Segundo o direito penal, a legítima defesa caracteriza-se: (i) pela precedência de injusta agressão a direito do paciente (ii) pelo uso moderado dos meios necessários à defesa do direito ferido ou ameaçado. No caso em tela, nenhum desses requisitos estava presente. Portanto, não havia justificativa para aquela saraivada de tiros!
Os casos de exclusão de crime, de isenção e de atenuação das penas, estão arrolados nos artigos 35 a 44, do Código Penal Militar. A hipótese do erro de fato plenamente justificável, prevista no artigo 36, para isentar de pena os réus, choca-se, neste caso sub judice, com o excesso culposo punível segundo o artigo 45. O excesso ocorreu e ficou impune. Daí, os civis suspeitarem de que, nesse julgamento, o parcial espírito de corporação dos militares ocupou o lugar do imparcial espírito de justiça. A intenção de matar quem estava no interior do automóvel deriva da ação direta, imoderada e violenta dos patrulheiros que, sem as cautelas devidas, agiram na certeza de que o automóvel era o mesmo que fora roubado momentos antes e de que os seus ocupantes eram os assaltantes armados. Faltou-lhes o cuidado de previamente interceptar o veículo e dar ordens para quem estivesse no interior saísse sem resistir. Caso houvesse desobediência e os ocupantes saíssem atirando, ou, com as armas apontadas para os patrulheiros, estes podiam reagir em legítima defesa própria e revidar o ataque dos bandidos. Da falta do cuidado necessário resultou a tragédia.

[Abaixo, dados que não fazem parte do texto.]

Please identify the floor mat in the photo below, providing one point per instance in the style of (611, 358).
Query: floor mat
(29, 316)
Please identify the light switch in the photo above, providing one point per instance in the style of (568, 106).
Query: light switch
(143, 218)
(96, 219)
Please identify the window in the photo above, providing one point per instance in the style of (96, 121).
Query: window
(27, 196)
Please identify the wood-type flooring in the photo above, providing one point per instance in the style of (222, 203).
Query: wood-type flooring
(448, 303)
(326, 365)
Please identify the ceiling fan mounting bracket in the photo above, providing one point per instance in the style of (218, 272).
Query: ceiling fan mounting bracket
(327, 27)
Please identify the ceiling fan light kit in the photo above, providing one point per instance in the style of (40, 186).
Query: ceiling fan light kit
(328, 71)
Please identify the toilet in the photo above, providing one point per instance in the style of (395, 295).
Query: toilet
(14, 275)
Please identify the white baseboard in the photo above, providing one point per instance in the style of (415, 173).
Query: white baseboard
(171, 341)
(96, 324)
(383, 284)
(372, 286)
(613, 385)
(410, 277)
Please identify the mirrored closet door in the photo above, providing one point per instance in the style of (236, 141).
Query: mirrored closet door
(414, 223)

Os juízes viram o erro dos patrulheiros como legítima defesa putativa, ou seja, se os ocupantes do automóvel fossem realmente bandidos, a ação da patrulha estaria justificada (salvo o excesso). Os militares estariam no estrito e legal cumprimento do seu dever. Todavia, a certeza dos patrulheiros era tão somente suposição.
A tragédia mostrou à nação brasileira: (i) o despreparo dos militares para a função policial (ii) o grave erro do legislador constituinte ao redigir o artigo 142 da Constituição da República, facilitando interpretações e ações equivocadas (iii) a urgente necessidade de rever ou de extinguir esse dispositivo constitucional (iv) a conveniência de retirar a justiça militar da estrutura do Poder Judiciário e coloca-la na estrutura do Poder Executivo como justiça administrativa da hierarquia e disciplina dos militares. Em consequência, os militares que cometerem crimes em tempo de paz deverão submeter-se à jurisdição civil. Na revisão constitucional, deverá ser proibida a qualificação dos cidadãos civis brasileiros como inimigos internos da pátria.